What is Accounting

The process of identifying, measuring, and communicating economic information to permit informed judgments and decisions by users of the information - American Accounting Association.

Organisations - Information

Organisations deal with information relating to the various activities carried on (transactions that take place) as part of their operations. Some of the important reasons for which the organisations deal with information are :

Achieving Objectives

All Organisations (business as well as others) have objectives. The main objective of business organisations is making profits. Even Organisations like WHO have objectives. WHO works towards ensuring proper health care for all human beings.

Organisations try to achieve their objectives in an efficient manner. Efficiency in achieiving organisational objectives implies achieving them with least possible cost/resource utilisation, which requires them to optimise their operations. The information relating to the various transactions in relation to an organisation would aid such optimisation.

Meeting Statutory Obligations

Organisations work within the purview of various statutes (laws) like company law, tax laws, mining laws etc. They, thus are under a statutory obligation to submit various kinds of information relating to their operations (incomes and expenses, financials, natural resource utilisations etc).
  • To tax authorities.
  • To regulatory authorities like company registrar, registrar of cooperative societies etc.
  • To the ownership (share holders, partners etc.).
The information relating to various organisational activities would thus help the organisation meet its statutory obligations.

Handling Information

The information relating to the various activities that take place in an organisation has to be collected and processed for being useful for the various purposes for which it is dealt with. The tasks would be:


In the process of collecting the information relating to the various organisational activities, only that information which is made use of is collected. What information is to be collected and what is to be left out is dependent on the needs of the organisation.

Cash Receipts, Payment Vouchers, Invoices, Attendance Time Sheets, Job Cards, Goods Received Notes, Delivery Challans, Stores Issue Slips, Point of Sale Terminals are some of the tools used for collecting information.


All the information collected, may not be required by all. Information that is needed may have to extracted/segregated from the collected information. Moreover, the information collected, in the format in which it is collected, may not be sufficient to meet all the needs. Additional information required may have to be derived from the collected information.

Say the tax authorities do not need the information relating to each transaction of expense and income. They only need to know the total figures relating to the various expenses and incomes (except when they have a doubt and would like to check).
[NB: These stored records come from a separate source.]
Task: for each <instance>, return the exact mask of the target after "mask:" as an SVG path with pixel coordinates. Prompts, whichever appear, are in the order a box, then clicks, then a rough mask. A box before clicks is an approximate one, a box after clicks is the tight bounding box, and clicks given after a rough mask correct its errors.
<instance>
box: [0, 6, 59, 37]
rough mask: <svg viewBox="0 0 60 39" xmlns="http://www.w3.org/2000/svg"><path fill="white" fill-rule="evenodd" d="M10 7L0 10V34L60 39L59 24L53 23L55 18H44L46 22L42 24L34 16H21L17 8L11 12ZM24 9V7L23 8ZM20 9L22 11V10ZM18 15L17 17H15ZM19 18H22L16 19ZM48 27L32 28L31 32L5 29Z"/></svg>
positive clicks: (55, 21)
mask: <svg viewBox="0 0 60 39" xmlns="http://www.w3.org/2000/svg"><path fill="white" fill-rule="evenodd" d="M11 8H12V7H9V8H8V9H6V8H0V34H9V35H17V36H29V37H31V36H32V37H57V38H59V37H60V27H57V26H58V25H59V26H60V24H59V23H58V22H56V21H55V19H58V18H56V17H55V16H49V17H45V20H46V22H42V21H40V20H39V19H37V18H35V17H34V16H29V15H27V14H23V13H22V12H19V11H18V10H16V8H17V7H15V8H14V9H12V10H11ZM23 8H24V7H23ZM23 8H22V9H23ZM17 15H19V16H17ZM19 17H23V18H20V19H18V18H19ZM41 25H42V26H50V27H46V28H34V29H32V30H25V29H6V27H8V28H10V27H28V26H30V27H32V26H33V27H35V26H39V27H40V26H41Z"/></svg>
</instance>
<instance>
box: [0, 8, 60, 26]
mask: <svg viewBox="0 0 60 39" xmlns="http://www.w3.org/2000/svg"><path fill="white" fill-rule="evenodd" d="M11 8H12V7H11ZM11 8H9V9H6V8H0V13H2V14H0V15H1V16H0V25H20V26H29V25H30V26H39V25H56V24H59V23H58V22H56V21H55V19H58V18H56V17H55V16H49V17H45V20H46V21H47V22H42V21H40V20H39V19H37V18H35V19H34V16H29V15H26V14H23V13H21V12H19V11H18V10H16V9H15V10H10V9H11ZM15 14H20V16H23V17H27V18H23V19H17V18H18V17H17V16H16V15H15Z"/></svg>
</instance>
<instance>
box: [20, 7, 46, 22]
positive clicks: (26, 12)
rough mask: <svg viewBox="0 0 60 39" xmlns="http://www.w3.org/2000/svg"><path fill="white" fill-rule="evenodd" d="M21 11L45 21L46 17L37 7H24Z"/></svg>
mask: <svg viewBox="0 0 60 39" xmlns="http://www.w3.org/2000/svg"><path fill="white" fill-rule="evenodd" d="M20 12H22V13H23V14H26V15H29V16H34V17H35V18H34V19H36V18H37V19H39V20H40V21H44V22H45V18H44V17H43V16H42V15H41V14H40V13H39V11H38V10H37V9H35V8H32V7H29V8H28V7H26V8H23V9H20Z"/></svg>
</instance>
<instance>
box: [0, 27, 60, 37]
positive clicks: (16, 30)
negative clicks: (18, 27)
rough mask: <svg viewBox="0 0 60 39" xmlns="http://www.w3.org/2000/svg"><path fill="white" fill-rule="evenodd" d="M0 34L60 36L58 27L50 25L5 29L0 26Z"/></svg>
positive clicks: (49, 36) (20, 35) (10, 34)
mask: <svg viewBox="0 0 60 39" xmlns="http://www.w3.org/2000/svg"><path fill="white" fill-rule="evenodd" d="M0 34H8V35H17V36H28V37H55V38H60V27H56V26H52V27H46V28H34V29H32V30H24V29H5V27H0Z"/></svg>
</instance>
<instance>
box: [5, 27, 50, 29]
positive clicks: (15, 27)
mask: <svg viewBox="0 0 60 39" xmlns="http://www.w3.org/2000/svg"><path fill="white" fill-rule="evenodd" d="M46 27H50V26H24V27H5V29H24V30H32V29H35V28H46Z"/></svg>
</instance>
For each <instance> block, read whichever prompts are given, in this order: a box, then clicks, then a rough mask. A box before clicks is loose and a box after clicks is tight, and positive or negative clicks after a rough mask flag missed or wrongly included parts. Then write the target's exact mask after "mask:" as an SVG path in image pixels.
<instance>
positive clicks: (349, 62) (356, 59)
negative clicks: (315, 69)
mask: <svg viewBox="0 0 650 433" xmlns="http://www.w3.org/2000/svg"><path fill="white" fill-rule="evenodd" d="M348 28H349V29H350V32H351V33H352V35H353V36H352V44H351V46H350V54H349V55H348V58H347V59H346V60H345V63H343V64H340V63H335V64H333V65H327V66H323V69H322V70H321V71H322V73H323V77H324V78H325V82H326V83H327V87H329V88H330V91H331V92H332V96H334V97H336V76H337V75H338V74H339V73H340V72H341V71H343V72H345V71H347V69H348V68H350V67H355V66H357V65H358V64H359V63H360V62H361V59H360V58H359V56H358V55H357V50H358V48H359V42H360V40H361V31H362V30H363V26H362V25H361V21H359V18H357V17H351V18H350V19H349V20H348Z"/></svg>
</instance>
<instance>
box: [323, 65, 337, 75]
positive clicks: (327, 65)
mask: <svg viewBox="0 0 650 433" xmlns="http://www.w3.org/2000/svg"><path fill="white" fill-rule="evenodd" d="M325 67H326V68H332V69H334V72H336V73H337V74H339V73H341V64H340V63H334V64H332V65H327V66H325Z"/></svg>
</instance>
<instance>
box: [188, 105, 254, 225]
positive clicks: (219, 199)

For this purpose, the totals of expenses and incomes should be derived.

The information collected should be processed so as to derive the information that is needed for being presented in discharge of the statutory obligations as well as for achieving the organisational objectives.


Making the best use of the information (collected as well as derived) requires presenting it in a format that is capable of being understood by the users of the information. It would be of little or no use unless its presentation aids understanding.

This is true both in case of submission of information in discharge of statutory obligations as well as in case of making use of the information for efficient achievement the organisational objectives.

Journal, Ledger, Trial Balance, Income Statement, Balance Sheet, Cash Flow Flow Statement, Funds Flow Statement, Cost Sheet, Flexible Budgets etc are some of the statements that are used in processing and presenting information.

Accounting - Collecting, Deriving, Analysing, Presenting information

Accounting is an activity that involves the acts of collecting information, processing the collected information to derive various other kinds of information, analysing the collected as well as derived information and presenting the same to the users of that information.
The terms accounting and accountancy are synonymously used.

Flavours/Flavors/Fields of Accounting

Financial Accounting, Cost Accounting, Managerial Accounting etc are all different flavours/flavors of accounting. They differ from one another in the kind of information collected and processed. All these use the information relating to the operations and finances of the organisation.

The method and system for collecting information, the information derived and the way it is presented, varies, depending on the flavour/flavor of accounting and the purpose for which accounting is done.